米国株市場の乱高下が目立っている。5日にはNYダウが一時1400ドル近い暴落に見舞われた。リーマン・ショックの再来を指摘する声も出始めた。

―FRBによる“超金融引き締め”で思惑錯綜、空売りとAIアルゴに翻弄される市場―

 6日の東京株式市場は朝方に売り優勢で始まったものの、その後は押し目買いに切り返す展開となった。この日はゴールデンウイーク後半の3連休明けであると同時に週末ということもあって、売り買いともに気迷いムードが漂うなか、日経平均株価は前営業日(2日)の終値を挟み強弱観を対立させる格好となった。朝方は安かったものの、その後は買い戻す動きが活発化し、結局185円高の2万7003円で引けた。しかし、来週9日以降の株式市場の動向に不安心理が拭えない状況に置かれている。

●米株市場は一夜にして景色様変わり

 米国株市場が大乱調の様相を呈している。いうまでもなく、東京市場も米株市場の大蛇がのたうつような激しい動きに振り回され、先行きに極めて不透明感が強い局面にある。米国では、米連邦準備理事会(FRB)の金融政策に対する投資家の関心が最高潮に達しているといっても過言ではない。今週4日に、連邦公開市場委員会(FOMC)の政策発表とパウエルFRB議長の記者会見が行われたが、これを受けて米株市場は、いったんは大きく買い優勢に傾き、NYダウが一時1000ドル近い大幅高(大引けは932ドル高)を演じ、ナスダック総合株価指数も400ポイント超の急騰をみせた。
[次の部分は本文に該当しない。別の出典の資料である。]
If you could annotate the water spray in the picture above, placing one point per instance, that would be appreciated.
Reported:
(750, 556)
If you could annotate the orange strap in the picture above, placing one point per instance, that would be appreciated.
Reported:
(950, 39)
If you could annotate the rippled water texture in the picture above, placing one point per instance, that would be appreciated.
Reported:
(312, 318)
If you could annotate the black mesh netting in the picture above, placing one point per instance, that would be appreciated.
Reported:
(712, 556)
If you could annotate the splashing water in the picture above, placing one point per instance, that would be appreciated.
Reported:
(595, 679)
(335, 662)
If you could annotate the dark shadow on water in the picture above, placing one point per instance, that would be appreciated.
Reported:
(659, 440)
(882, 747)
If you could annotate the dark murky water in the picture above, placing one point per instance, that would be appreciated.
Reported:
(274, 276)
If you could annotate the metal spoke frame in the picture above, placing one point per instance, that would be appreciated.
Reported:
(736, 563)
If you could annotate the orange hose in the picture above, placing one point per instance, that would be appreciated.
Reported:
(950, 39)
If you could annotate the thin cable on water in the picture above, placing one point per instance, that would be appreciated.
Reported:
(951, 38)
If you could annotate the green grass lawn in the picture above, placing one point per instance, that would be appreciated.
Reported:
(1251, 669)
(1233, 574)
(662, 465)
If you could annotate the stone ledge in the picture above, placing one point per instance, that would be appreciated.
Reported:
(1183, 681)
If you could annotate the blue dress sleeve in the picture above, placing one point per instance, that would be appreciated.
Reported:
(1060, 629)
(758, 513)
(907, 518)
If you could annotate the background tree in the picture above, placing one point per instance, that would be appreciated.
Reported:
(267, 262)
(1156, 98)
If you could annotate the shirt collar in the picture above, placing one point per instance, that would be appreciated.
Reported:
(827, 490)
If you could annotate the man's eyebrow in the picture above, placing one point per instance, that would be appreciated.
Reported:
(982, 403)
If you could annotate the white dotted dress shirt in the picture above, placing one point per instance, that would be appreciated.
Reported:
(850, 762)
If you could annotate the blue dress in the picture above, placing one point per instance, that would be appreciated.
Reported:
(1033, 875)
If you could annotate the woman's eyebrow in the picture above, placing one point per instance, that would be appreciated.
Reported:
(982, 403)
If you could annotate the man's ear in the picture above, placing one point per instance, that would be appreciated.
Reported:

 ところが、その余韻にひたる間もなく翌5日にはマーケットの雰囲気が一変、前日に上げた分をすべて吐き出して更に下値を探るという、ジェットコースターさながらの乱高下をみせている。5日は終値ベースでNYダウが1063ドル安、ナスダック指数は647ポイント安となり、ナスダック指数の下落率はほぼ5%に達した。

●電撃が走るレベルの引き締め強化だが

 米国のみならず世界の耳目を集めた今回のFOMC。躊躇なくFRBは0.5%の利上げを決定したが、これはITバブルが形成された2000年5月以来、実に22年ぶりとなる。通常は1回につき0.25%の利上げが定石であるが、今回は想定以上のインフレに対応して引き締めを急ぐ構えをみせた。また、FRBのバランスシートを縮小する作業、いわゆる量的引き締め(QT)についても6月スタートを決めた。これに加えて、政策金利の引き上げ幅については、特例ともいえる0.5%を5月だけでなく6月と7月も行い、都合3回続けて行う方針を示した。「前振りがない状態で普通に考えれば、株式市場にとって電撃が走るレベルのタカ派姿勢」(中堅証券ストラテジスト)であり、株価へのネガティブインパクトも大きいはずであった。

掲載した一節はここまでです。